Not long after it was time to move to Southampton where we would be for the remainder of our training. It was nice to be back in the Northern Hemisphere flying the right way up again and the Bournemouth winter weather definitely lent itself to IFR flying. With my last flight in January it was then on to the real deal, the Airbus A320 simulators. After flying the simulator in all-weather with every kind of failure and technical problem imaginable, we completed our license skills test and were signed off as qualified airbus pilots in June 2016. We’d done it!

 

 

Now it was time to get our hands on what we’d been dreaming of for the past 2 years. In the last week of July easyJet’s newest pilot recruits went to Liverpool where an A319 awaited us.  The next morning we all climbed aboard G-EJAR and headed off to Newquay. When it was my turn to fly I sat down in the right hand seat and thought ‘wow, this is it’. With the engines already running there was no delay as I taxied out and lined up with the runway. When the clearance came, I would be taking off. And on the 26 July 2018 on a bright, summer Cornish day, I took flight in an Airbus for the first time, exactly a year to the day since I had first flown solo in a Cessna. I flew six circuits with touch and goes before finishing up with a final landing. I had done it, all of my training had culminated in this moment and I was now a qualified easyJet pilot. Next it was off to my new base of Lyon to observe on the jump seat for a few days before my own very first flight with passengers.

 

I turned up nice and early at the Edinburgh crew room on 7 August to operate the EZY806 to Gatwick. I met the captain and safety pilot, did the walk around and prepared for the flight down to Gatwick. I was pilot monitoring on the way down but on the way back it was my turn… I lined up on the runway and took off with my first passengers towards Edinburgh. It was a super clear day and the views were amazing with Canary Wharf visible as we passed by the city. About an hour later and I was about to make my first landing into Edinburgh. We touched down, taxied in and the smile on my face lasted at least the duration of the turnaround.

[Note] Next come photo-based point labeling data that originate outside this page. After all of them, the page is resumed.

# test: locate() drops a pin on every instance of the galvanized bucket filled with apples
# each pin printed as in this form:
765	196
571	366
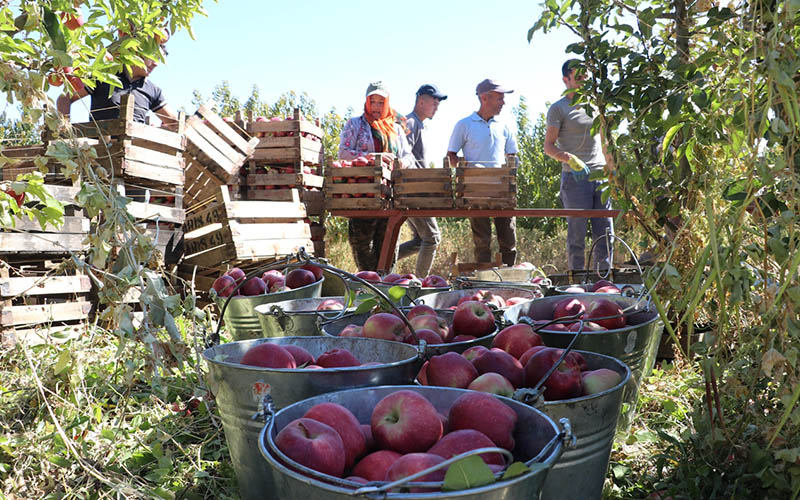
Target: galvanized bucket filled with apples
237	295
585	387
410	442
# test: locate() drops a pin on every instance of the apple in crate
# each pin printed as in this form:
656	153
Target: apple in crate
268	355
434	281
311	443
406	422
451	370
346	424
473	318
485	413
563	383
385	326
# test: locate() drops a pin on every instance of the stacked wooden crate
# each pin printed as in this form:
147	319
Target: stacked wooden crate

And the best part, in just over 30 minutes I would get to do it all again, this time to Stansted.

 

 

Fast forward to the present day and I’m loving flying for easyJet. It’s a busy, dynamic exciting place to be and all the trainers and captains I’ve flown with have been fantastic. I have achieved my dream and with a base transfer back to Belfast on the horizon I’m very fortunate, excited and proud of what I have achieved. The view from the flight deck window at 30,000 ft as the sun rises sipping your first cup of coffee will never get old.

 

Since writing I’ve had the pleasure of flying three very special people on one of my flights to Lyon. My wonderful family enjoyed having their own personal pilot for the evening and have been enjoying the week with me exploring Lyon.